The continued use of Cinebench R23 is intentional and provides a major benefit: a consistent and established baseline for comparison. When a new version is released, the scoring system and workload often change, making direct comparisons with older hardware tested on the previous version impossible. By sticking with R23 for several years, reviewers and consumers have built up a massive database of results for hundreds of different CPUs, from older models to the latest releases. This allows for clear, direct comparisons across multiple generations of hardware on a level playing field. Moving to a new version resets this historical data, which is why the transition only happens after a long period or when the new version offers a significant change in the type of workload being tested.
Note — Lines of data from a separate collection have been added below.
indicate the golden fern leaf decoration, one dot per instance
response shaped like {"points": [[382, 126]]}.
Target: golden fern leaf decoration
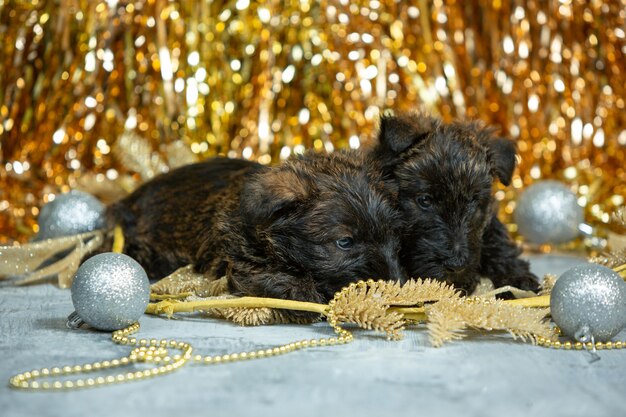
{"points": [[366, 305], [419, 291], [448, 317]]}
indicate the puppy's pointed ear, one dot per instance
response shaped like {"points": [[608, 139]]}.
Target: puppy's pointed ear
{"points": [[398, 133], [273, 191], [502, 153]]}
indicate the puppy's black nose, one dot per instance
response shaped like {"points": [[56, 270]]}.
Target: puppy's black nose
{"points": [[454, 266]]}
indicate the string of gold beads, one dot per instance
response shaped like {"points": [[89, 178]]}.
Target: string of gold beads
{"points": [[554, 343], [567, 345], [157, 352]]}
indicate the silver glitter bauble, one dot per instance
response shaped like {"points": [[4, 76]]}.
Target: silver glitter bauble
{"points": [[548, 212], [589, 301], [110, 291], [71, 213]]}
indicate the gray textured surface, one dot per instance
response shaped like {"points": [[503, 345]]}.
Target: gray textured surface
{"points": [[486, 375]]}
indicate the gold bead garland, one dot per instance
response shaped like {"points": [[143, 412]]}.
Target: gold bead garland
{"points": [[568, 345], [157, 352]]}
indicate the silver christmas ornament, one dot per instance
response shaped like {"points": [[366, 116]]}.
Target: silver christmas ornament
{"points": [[110, 291], [588, 302], [71, 213], [548, 212]]}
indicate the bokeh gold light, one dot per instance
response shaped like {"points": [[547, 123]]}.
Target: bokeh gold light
{"points": [[269, 79]]}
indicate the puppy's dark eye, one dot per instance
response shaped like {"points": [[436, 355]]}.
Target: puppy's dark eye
{"points": [[345, 243], [424, 201]]}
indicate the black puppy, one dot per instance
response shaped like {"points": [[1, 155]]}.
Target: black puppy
{"points": [[301, 230], [445, 174]]}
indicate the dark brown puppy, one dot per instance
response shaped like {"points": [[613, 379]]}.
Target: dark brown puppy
{"points": [[301, 230], [445, 174]]}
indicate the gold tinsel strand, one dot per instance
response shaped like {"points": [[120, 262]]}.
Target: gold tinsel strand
{"points": [[266, 80]]}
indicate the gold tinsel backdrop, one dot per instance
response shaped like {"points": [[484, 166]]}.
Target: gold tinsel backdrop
{"points": [[265, 80]]}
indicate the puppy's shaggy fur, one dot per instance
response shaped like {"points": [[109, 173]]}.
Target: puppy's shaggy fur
{"points": [[301, 230], [445, 174]]}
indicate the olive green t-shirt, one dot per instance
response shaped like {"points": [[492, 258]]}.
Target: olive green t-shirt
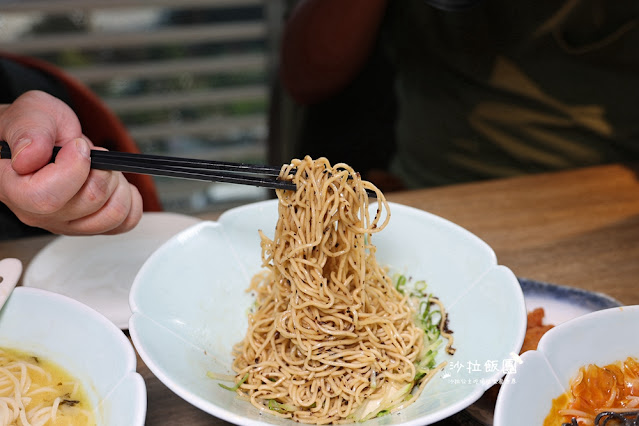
{"points": [[513, 87]]}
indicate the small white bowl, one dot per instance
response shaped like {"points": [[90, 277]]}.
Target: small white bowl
{"points": [[190, 307], [601, 338], [83, 342]]}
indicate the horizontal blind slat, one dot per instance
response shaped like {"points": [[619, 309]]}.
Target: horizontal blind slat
{"points": [[187, 98], [216, 127], [58, 6], [170, 68], [227, 32]]}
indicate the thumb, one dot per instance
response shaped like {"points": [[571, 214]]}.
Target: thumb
{"points": [[30, 152], [32, 125]]}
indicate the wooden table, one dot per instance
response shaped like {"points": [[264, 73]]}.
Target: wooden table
{"points": [[578, 228]]}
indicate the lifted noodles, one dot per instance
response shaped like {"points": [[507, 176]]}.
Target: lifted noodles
{"points": [[331, 338]]}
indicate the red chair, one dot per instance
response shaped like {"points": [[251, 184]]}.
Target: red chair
{"points": [[98, 122]]}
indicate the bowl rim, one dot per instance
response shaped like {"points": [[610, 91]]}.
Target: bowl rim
{"points": [[502, 405], [129, 359], [230, 416]]}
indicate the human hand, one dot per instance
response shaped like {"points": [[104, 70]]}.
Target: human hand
{"points": [[67, 196]]}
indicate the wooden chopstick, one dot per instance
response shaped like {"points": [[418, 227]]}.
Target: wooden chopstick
{"points": [[185, 168]]}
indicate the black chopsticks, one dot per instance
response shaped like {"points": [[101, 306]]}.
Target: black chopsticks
{"points": [[185, 168]]}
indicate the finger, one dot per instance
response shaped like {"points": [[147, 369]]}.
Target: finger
{"points": [[134, 216], [32, 125], [112, 215], [50, 188], [94, 194]]}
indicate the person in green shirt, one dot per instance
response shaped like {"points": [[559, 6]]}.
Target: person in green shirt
{"points": [[500, 89]]}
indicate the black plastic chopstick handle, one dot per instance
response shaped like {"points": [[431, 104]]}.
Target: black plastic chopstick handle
{"points": [[184, 168]]}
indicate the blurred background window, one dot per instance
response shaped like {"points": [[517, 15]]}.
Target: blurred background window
{"points": [[187, 78]]}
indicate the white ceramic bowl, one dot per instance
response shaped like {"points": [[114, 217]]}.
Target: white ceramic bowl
{"points": [[601, 338], [83, 342], [189, 307]]}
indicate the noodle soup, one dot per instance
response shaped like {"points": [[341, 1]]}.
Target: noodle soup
{"points": [[35, 391]]}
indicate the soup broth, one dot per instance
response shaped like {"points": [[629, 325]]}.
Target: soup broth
{"points": [[35, 391]]}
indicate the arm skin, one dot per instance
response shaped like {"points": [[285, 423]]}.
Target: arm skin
{"points": [[325, 43], [65, 197]]}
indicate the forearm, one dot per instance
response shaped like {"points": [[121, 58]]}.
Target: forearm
{"points": [[325, 43]]}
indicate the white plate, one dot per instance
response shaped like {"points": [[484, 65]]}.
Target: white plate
{"points": [[600, 338], [560, 304], [82, 342], [99, 270], [190, 307]]}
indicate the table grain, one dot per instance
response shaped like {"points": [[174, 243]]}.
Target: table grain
{"points": [[578, 228]]}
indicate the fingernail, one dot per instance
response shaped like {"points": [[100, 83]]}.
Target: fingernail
{"points": [[19, 147], [83, 147]]}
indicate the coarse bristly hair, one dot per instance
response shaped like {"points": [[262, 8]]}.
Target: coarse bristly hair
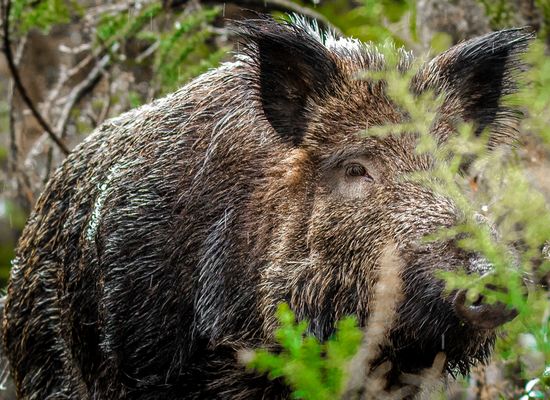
{"points": [[165, 241]]}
Cinebench R23’s value lies in its consistency and the specific type of load it applies. It is a synthetic benchmark, which is precisely its strength for hardware comparisons. It performs a complex, multi-threaded rendering task using the Cinema 4D engine. This creates a heavy, sustained load on the CPU that is very difficult to achieve with typical applications. While you are correct that gaming or web browsing won’t produce an identical load, Cinebench provides a controlled, repeatable test. This allows for a direct comparison between different processors, free from the variables of other software or background tasks. A CPU that performs well in Cinebench R23 demonstrates strong multi-core performance, which is directly applicable to tasks like video editing, 3D rendering, and software compilation. For gaming, it helps identify the potential ceiling of a CPU’s power, especially in modern games that better utilize multiple cores.
Emma
Does anyone genuinely believe a purely synthetic workload, which hands the scheduler a perfectly parallel task and then largely ignores memory latency, offers more than a crude estimate of real-world performance? Or are we, perhaps, just comforted by the simplicity of a single, round number?
Vortex
My own testing shows R23’s sustained load perfectly exposes cooling solution limitations. A chip might post high numbers in short bursts, but R23 tells you if it’ll throttle during a real render. I appreciate its fixed run duration; it creates a level playing field for comparing mobile and desktop CPUs under a known, heavy load. The built-in benchmark loop is also brilliant for stability testing an overclock. While some newer synthetic tests exist, R23’s widespread adoption means we have a massive, existing dataset. This historical context is invaluable for tracking architectural progress across generations. It’s the common reference point that makes all other performance data meaningful.
CrimsonRose
Another synthetic number generator for the tech priesthood to worship. It measures precisely one thing: how well a chip runs Cinebench. The entire circus of comparing these scores across different architectures is comedy gold. You’re not testing real-world use; you’re stress-testing a power supply for a task nobody does. But sure, keep the charts and graphs coming. It gives people a false sense of order and a simple number to champion in their pointless platform wars. The whole ritual exists because it’s easy, not because it’s meaningful. Hardware journalism would have to invent it if it didn’t exist, just to avoid the harder work of evaluating actual user experience.
PhoenixRising
Cinebench R23’s multi-core test perfectly scales with modern CPUs. It clearly shows performance gains between generations. The single-thread result remains a useful baseline for daily tasks. Great tool for comparing hardware across different price points.